Peshawar on alert after fresh flood warning
The government on Tuesday issued fresh flood warnings, bracing the country for heavy monsoon downpours that could pile more misery onto 3.2 million people already affected by unprecedented rains.
Authorities in Khyber Pakhtunkhwa issued a warning to people living around Warsak Dam, one of the country’s most vital dams and lying outside the city of Peshawar.
Rising water levels at Warsak Dam, the country’s third biggest, prompted disaster officials to ask residents in Peshawar to leave their homes.
Intermittent heavy downpours in parts of Khyber Pakhtunkhwa on Tuesday multiplied the people’s sufferings, while most of the flood-hit families of the province are yet to settle at relief camps for receiving aid.
The heavy downpour in various parts of the province and subsequent high flood in the Kurrum and Ghambila Rivers have multiplied the marooned people’s sufferings especially of Bannu and Lakki Marwat areas. The Provincial Disaster Management Authority (PDMA) had earlier issued warnings about the water outflow from Warsak Dam on River Kabul. Within a short time of two hours, after rains in Peshawar and suburban areas, the level of water dam increased with outflow of 90,000 cusecs. With the outflow expected to increase further, the villages nearby the dam had been asked to leave the area. These villages included Pyari, Shaglai and Jognai villages.

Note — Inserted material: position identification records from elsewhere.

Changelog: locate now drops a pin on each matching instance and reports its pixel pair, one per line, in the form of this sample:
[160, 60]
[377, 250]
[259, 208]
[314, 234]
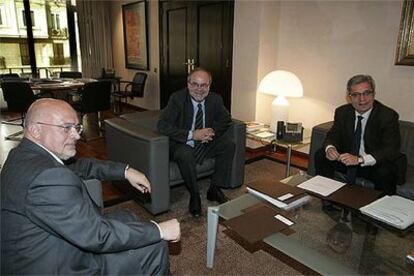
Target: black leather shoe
[195, 206]
[215, 194]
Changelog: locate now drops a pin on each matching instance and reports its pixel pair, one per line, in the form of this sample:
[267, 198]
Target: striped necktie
[199, 148]
[356, 144]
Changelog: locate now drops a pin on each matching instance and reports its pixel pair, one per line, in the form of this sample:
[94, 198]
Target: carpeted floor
[188, 257]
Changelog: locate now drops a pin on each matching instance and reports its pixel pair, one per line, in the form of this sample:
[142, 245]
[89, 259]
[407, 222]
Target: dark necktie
[199, 148]
[356, 144]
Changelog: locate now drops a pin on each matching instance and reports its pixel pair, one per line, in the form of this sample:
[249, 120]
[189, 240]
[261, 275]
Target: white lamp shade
[281, 83]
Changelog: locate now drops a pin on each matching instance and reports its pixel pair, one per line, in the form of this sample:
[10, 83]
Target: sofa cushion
[204, 169]
[147, 119]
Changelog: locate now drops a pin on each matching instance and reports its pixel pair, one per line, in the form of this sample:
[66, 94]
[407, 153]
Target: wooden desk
[59, 89]
[292, 154]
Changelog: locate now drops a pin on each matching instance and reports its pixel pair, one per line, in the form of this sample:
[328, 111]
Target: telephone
[289, 132]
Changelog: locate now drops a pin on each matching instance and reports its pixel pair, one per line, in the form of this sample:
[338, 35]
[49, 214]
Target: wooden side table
[290, 153]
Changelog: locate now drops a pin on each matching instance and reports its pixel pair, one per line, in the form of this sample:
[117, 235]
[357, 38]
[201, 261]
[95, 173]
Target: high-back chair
[94, 97]
[9, 76]
[134, 88]
[70, 74]
[18, 96]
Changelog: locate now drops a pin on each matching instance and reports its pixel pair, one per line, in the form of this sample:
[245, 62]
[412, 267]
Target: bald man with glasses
[195, 119]
[50, 225]
[364, 140]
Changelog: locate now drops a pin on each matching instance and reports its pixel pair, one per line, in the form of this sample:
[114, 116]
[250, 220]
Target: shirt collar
[195, 103]
[51, 153]
[365, 115]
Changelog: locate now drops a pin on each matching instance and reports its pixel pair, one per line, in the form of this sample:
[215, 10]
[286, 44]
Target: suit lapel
[350, 123]
[188, 111]
[370, 124]
[208, 110]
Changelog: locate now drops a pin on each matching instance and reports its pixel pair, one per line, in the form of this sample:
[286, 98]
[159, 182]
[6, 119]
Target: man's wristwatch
[126, 168]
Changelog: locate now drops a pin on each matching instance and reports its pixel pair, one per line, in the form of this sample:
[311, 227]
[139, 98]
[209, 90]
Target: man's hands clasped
[346, 158]
[138, 180]
[204, 135]
[170, 228]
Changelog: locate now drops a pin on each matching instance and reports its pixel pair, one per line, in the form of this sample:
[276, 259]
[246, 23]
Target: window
[55, 21]
[24, 53]
[2, 16]
[31, 16]
[58, 55]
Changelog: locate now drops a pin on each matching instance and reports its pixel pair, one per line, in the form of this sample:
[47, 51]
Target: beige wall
[323, 43]
[151, 94]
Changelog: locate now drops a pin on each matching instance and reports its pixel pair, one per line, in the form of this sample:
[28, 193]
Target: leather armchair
[407, 148]
[133, 139]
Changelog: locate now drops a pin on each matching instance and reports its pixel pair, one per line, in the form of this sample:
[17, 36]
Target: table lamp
[282, 84]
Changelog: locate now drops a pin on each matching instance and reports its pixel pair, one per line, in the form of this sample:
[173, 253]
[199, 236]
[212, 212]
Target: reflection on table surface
[326, 244]
[58, 84]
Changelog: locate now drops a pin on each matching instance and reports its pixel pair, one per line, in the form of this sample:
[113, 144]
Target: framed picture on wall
[405, 44]
[134, 18]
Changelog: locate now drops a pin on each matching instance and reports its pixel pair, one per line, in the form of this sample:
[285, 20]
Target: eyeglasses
[365, 93]
[66, 127]
[199, 85]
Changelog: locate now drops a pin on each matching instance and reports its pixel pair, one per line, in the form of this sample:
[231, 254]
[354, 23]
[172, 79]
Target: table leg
[288, 159]
[212, 223]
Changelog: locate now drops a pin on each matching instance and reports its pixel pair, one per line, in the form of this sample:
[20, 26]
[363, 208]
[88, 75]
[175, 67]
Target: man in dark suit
[195, 120]
[369, 150]
[50, 225]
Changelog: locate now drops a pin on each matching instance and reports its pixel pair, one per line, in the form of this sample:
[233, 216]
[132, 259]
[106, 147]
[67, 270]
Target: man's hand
[332, 154]
[170, 230]
[204, 135]
[348, 159]
[138, 180]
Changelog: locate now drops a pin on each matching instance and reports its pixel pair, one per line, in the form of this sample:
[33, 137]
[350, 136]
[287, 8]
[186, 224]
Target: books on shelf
[251, 126]
[280, 195]
[393, 210]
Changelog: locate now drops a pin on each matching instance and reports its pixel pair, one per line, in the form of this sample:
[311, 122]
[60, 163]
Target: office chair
[134, 88]
[9, 76]
[70, 75]
[94, 98]
[19, 96]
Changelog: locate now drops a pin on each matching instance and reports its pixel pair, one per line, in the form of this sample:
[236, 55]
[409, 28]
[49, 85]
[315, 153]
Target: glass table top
[326, 245]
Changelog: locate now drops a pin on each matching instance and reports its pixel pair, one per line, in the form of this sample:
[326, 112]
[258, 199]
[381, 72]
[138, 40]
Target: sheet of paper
[393, 210]
[275, 202]
[321, 185]
[265, 134]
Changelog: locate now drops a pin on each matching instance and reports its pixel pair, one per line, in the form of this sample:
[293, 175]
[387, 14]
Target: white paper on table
[265, 134]
[275, 202]
[321, 185]
[393, 210]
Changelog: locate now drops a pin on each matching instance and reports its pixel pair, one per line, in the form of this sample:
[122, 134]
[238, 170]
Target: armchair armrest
[146, 151]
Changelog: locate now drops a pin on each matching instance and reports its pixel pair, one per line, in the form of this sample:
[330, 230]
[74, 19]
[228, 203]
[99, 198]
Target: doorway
[196, 34]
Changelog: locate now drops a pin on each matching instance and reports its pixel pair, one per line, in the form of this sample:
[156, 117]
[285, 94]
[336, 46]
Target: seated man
[364, 140]
[195, 119]
[49, 223]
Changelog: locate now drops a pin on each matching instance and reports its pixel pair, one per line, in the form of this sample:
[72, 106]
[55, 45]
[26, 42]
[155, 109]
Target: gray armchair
[133, 139]
[407, 147]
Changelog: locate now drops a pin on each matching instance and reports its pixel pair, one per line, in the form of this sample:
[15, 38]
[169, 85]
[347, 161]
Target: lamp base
[280, 112]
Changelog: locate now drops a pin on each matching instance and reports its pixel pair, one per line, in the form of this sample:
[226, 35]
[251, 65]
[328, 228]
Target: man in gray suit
[50, 225]
[195, 119]
[364, 140]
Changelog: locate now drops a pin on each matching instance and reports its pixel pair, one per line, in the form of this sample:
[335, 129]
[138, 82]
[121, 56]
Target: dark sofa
[407, 147]
[133, 139]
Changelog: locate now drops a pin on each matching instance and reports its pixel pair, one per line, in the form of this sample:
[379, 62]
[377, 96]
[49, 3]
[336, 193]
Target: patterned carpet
[188, 257]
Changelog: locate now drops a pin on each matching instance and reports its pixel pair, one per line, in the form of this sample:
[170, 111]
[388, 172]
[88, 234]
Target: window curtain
[94, 23]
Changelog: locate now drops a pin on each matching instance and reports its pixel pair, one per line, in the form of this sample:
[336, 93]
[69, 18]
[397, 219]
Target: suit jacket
[177, 117]
[381, 137]
[50, 224]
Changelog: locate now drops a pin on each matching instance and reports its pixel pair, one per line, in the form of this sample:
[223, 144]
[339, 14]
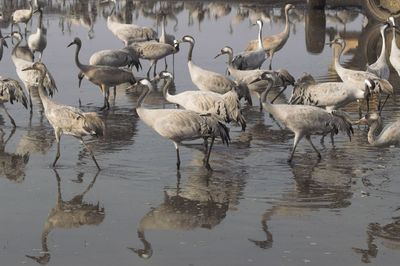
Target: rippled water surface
[253, 209]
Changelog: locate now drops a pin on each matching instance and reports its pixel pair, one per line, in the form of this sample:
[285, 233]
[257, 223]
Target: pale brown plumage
[66, 119]
[274, 43]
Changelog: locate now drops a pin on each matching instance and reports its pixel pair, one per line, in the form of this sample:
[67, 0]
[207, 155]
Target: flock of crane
[313, 109]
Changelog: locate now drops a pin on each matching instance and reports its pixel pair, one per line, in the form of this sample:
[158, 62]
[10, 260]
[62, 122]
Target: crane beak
[255, 80]
[4, 42]
[362, 121]
[28, 68]
[217, 55]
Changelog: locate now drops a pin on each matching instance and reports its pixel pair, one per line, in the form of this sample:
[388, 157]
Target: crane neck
[40, 23]
[77, 50]
[287, 22]
[383, 50]
[16, 46]
[190, 51]
[260, 41]
[394, 44]
[337, 52]
[166, 88]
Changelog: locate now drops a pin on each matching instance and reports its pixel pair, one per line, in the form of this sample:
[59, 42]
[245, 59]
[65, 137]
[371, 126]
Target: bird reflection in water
[12, 165]
[389, 236]
[202, 202]
[67, 215]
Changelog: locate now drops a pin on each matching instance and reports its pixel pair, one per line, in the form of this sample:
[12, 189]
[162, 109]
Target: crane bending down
[305, 120]
[102, 76]
[280, 77]
[179, 125]
[11, 91]
[226, 106]
[390, 134]
[66, 119]
[330, 95]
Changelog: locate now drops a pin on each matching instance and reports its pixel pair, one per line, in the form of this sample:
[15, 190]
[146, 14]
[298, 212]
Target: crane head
[188, 38]
[225, 50]
[76, 41]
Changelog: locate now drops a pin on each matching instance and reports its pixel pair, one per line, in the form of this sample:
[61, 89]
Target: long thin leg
[57, 132]
[295, 142]
[207, 159]
[91, 153]
[8, 114]
[178, 159]
[312, 145]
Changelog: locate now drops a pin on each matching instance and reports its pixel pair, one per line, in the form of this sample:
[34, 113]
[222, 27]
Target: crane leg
[8, 114]
[207, 158]
[91, 153]
[178, 159]
[58, 138]
[312, 145]
[295, 142]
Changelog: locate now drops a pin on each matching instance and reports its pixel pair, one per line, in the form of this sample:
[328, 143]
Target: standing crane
[226, 106]
[248, 60]
[274, 43]
[66, 119]
[207, 80]
[179, 125]
[305, 120]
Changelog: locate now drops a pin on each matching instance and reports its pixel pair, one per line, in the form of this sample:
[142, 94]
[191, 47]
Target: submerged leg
[295, 142]
[178, 159]
[312, 145]
[207, 158]
[91, 153]
[8, 114]
[57, 132]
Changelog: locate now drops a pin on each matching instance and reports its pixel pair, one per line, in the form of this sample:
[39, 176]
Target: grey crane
[22, 16]
[29, 78]
[305, 120]
[251, 59]
[66, 119]
[207, 80]
[102, 76]
[179, 125]
[390, 134]
[280, 77]
[3, 44]
[125, 57]
[274, 43]
[357, 77]
[394, 57]
[380, 67]
[11, 91]
[166, 38]
[154, 51]
[37, 41]
[329, 95]
[226, 106]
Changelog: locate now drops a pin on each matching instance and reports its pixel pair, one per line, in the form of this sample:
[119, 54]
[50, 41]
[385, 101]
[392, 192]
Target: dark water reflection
[253, 208]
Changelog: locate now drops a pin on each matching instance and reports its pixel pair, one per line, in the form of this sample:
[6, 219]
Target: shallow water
[253, 209]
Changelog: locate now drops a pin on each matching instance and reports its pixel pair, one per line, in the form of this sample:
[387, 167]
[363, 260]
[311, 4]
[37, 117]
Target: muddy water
[253, 209]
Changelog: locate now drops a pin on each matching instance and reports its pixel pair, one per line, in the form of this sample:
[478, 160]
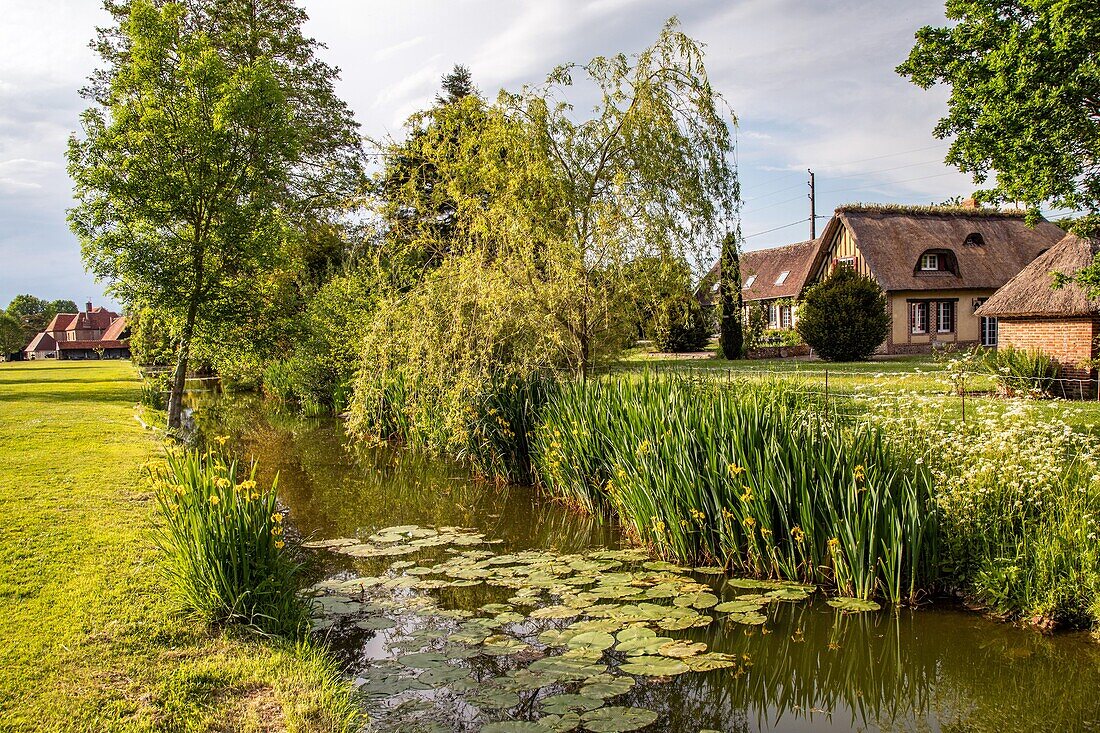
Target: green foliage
[1023, 372]
[681, 325]
[756, 326]
[151, 342]
[318, 374]
[732, 330]
[224, 547]
[562, 204]
[844, 317]
[213, 130]
[748, 476]
[1024, 85]
[435, 357]
[11, 335]
[1018, 502]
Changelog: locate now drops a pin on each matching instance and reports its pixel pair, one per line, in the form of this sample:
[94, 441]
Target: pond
[455, 604]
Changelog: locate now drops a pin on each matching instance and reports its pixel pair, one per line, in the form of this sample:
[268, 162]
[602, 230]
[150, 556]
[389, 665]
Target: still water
[806, 668]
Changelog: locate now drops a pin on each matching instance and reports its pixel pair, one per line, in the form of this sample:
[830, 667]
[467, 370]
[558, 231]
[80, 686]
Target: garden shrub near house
[681, 325]
[844, 317]
[1023, 372]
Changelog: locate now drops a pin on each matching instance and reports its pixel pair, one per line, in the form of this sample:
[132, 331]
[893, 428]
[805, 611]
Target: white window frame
[919, 318]
[942, 308]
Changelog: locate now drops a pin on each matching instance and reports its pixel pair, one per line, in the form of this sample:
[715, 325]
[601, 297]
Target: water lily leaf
[681, 649]
[853, 604]
[608, 688]
[699, 600]
[635, 632]
[787, 594]
[738, 606]
[424, 660]
[495, 699]
[617, 720]
[711, 660]
[564, 703]
[640, 645]
[653, 666]
[593, 641]
[513, 726]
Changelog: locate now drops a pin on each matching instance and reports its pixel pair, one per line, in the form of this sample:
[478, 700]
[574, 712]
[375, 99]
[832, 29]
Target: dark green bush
[844, 317]
[681, 325]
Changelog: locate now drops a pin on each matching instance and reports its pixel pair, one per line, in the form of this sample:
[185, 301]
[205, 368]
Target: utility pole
[813, 207]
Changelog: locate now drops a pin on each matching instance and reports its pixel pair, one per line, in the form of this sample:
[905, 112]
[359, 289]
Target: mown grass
[89, 639]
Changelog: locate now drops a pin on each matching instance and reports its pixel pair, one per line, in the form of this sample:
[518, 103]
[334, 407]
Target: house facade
[1063, 323]
[937, 266]
[96, 332]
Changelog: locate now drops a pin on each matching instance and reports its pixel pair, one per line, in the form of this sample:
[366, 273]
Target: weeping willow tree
[561, 203]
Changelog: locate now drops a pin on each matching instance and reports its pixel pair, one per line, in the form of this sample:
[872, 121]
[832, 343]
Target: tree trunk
[179, 375]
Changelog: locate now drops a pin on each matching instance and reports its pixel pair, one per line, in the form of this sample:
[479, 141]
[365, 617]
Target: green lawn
[901, 381]
[88, 641]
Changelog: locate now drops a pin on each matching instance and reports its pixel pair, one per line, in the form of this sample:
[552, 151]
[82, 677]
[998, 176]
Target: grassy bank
[89, 641]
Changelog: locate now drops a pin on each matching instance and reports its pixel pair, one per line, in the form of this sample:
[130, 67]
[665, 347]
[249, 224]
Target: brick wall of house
[1069, 340]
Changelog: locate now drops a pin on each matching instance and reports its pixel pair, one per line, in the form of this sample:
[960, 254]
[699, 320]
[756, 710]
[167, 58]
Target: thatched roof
[892, 240]
[1032, 294]
[765, 267]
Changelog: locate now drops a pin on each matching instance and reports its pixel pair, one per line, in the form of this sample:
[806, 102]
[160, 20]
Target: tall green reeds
[749, 476]
[224, 550]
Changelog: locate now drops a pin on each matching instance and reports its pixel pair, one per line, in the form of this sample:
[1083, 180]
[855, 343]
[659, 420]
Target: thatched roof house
[1032, 293]
[937, 265]
[1064, 321]
[769, 276]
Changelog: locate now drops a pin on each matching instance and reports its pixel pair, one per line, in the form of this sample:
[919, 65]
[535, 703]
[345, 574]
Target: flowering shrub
[223, 542]
[1018, 503]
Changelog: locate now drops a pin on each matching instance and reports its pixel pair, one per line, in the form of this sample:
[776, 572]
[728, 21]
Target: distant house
[771, 279]
[92, 334]
[1064, 323]
[936, 264]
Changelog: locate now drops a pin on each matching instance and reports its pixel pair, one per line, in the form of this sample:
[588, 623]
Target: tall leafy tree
[730, 334]
[564, 200]
[11, 335]
[1024, 106]
[213, 130]
[420, 214]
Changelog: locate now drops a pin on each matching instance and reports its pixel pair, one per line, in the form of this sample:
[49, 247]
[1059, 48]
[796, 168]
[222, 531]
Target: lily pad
[617, 720]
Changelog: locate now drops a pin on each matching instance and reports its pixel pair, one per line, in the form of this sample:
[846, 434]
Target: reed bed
[749, 476]
[226, 555]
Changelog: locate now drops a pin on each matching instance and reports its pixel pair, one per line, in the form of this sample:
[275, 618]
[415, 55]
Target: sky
[812, 84]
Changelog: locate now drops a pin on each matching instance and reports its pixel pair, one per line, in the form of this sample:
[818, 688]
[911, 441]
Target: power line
[937, 175]
[768, 231]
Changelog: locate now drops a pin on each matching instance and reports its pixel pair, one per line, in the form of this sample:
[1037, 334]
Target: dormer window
[936, 262]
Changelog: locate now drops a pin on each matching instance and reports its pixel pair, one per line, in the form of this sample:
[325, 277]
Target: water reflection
[809, 668]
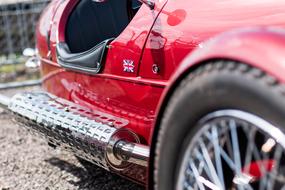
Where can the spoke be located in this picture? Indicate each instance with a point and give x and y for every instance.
(209, 162)
(235, 144)
(218, 155)
(274, 172)
(249, 150)
(196, 174)
(218, 151)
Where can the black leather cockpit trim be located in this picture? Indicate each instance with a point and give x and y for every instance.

Though the flood waters in Nowshera and Charsadda, the worst affected areas, started falling down and the relief camps started delivering edibles to the affectees, yet the fresh intermittent downpours have not only sprung alarm bells among the people but also halted relief activities in certain areas. The relief camps set up in Nowshera and Charsadda are facing disorder in terms of relief goods distribution. People have complained about disorder in receiving food items. There is also dearth of food items at the relief camps.
Administration of the relief camp set up at Polytechnic Institute Risalpur has been handed over to Mardan. Supply of edible items including flour, pulses, milk, tea, ghee and other essential things stored at the Town Hall-Mardan have been rushed to the calamity-stricken districts of Nowshera and Charsadda.